Lithuanian Jewish Community Chairwoman Demands Investigation for Holocaust Denial

Lithuanian Jewish Community Chairwoman Demands Investigation for Holocaust Denial

DELFI.lt and BNS

Lithuanian Jewish Community chairwoman Faina Kukliansky reacted to MP Valdas Rakutis’s statement on the Holocaust by demanding the Office of General Prosecutor initiate a pre-trial investigation on Holocaust denial and distortion.

“Representing the Lithuanian Jewish Community, I demand … the prosecutor general begin a pre-trial investigation on Holocaust denial and distortion.

“Slaps on the hand don’t satisfy us. We, citizens of Lithuania, Jews living here, demand the rule of law and defense of our basic rights. And in the end, you should feel shame before those whose blood soaks the land of Lithuania,” Kukliansky said in a statement to the press.

The Office of Prosecutor General said they would consider beginning an investigation after they receive a complaint. “Currently this complaint has not yet been received, but if it is received, it will be considered in the prescribed manner and the corresponding decision will be made,” Office of Prosecutor General press representative Elena Martinonienė told BNS.

Chairwoman Kukliansky is also calling for the behavior by the MP who holds the chair of the Lithuanian parliament’s Committee on Battles for Freedom and State Historical Memory be assessed by the parliament’s Ethics and Procedures Commission and for the Ministry of Sports, Science and Education and the National Defense Ministry start investigations to determine whether MP Rakutis is fit to serve in the post of professor.

On Wednesday Rakutis posted a text expressing approval for Nazi collaborators and claiming Jews collaborated with the Nazi and Soviet regimes.

“But what about those collaborators? Who were those people who accepted these horrific ideas? Were they the leaders of the Lithuanian nation, people such as the first military volunteer Kazys Škirpa, or general Storm [Jonas Noreika]? Maybe Antanas Smetona? Despite great agitation in recent times, it has never been proved they organized the Holocaust. No, these were totally different people, often uneducated who tended to feel important once they got a rifle in their arms, people who sometimes had suffered greatly from Soviet oppression in 1941, who sometimes blindly followed orders. They were similar to the Soviet goons.

“Let’s get to know them, let’s realize why they did what they did. After all there was no lack of Holocaust perpetrators even among the Jews, especially in the self-governance structures in the ghettos. We must loudly name these people and try to insure people like them never appear again. But we must also answer the question of what the views of the Jews themselves were, what ideas led a portion of the Jews to collaborate with the Soviet government, to take up important posts in the Soviet structures of oppression. Sometimes understanding the reasons allows us to understand the consequences, even if it doesn’t justify the behavior,” the Lithuanian Conservative Party politician wrote.
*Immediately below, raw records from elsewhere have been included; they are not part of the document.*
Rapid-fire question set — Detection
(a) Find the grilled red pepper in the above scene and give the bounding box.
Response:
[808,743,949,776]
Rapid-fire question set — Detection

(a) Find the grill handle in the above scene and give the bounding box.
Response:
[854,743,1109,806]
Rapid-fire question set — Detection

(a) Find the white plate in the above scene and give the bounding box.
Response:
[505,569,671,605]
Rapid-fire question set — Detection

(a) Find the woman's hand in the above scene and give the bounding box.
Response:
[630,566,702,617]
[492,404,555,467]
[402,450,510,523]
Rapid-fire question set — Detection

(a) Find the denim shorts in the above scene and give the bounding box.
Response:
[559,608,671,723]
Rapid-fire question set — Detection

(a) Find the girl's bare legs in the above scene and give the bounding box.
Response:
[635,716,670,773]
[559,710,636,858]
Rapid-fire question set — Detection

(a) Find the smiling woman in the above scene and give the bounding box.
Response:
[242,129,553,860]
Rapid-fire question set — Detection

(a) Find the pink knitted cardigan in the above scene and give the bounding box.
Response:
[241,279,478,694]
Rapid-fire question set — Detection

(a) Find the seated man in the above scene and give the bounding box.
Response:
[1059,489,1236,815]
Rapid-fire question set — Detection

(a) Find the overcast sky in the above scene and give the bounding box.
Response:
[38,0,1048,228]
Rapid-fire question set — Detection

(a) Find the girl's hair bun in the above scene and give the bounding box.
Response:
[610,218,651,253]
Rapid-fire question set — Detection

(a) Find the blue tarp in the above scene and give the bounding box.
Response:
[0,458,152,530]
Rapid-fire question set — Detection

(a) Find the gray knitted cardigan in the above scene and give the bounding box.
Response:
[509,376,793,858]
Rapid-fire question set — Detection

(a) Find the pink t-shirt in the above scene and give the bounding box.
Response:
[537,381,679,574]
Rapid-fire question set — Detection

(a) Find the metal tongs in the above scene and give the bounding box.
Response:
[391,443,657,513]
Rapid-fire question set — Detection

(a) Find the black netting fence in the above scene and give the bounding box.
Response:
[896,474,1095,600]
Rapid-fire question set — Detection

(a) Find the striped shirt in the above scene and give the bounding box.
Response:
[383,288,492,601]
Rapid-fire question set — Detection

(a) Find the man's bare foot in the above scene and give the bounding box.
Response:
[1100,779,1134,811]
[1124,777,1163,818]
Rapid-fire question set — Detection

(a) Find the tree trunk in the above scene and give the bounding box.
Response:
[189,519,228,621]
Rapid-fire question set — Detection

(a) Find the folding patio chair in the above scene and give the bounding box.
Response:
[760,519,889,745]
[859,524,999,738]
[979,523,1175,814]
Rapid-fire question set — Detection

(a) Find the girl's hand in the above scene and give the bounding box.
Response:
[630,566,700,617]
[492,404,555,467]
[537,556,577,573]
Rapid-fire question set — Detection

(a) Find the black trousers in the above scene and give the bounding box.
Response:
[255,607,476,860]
Kukliansky responded by saying Rakutis is repeating a “mendacious and misleading narrative which has continued for decades.”

“Member of parliament V. Rakutis in his commentary hasn’t said anything new, he just repeats the same mendacious and misleading narrative which has gone on for decades: that we ourselves, the Jews, are culpable for the extermination of 95% of the Jews who lived in Lithuania during World War II,” she said.

Kukliansky said she doesn’t see any real public reaction to this, nor any reaction from Rakutis’s fellow Conservative Party members, saying there were “soft comments by fellow party members, a few observations and speculation that Rakutis ‘might have made a mistake’, which doesn’t even come close to the precise and sharp uncompromising reaction demonstrated by the foreign embassies to Lithuania.”

“I have met many of the Rakutises, they all repeat the same thing. It is disgusting that today these Rakutises speak confidently in the parliament of the Republic of Lithuania, are published and quoted, ever and ever accusing those who were accompanied by their neighbors to collections points in 1941, to synagogues, and then to the margins of forests and the gravel pits, of being responsible for the horror of the Holocaust,” Kukliansky said.

Lithuanian Jewish representatives and the ambassadors from Israel and the Untied States condemned the comments by the Lithuanian MP and the leadership of the Lithuanian Conservative Party also distanced themselves from it. Conservative Party Lithuanian foreign minister Gabrielius Landsbergis said there was a lack of proportion and understanding in Rakutis’s commentary.

Rakutis earned his degree as an historian. He has taught at the General Jonas Žemaitis Lithuanian Military Academy and served as an advisor in the Lithuanian military.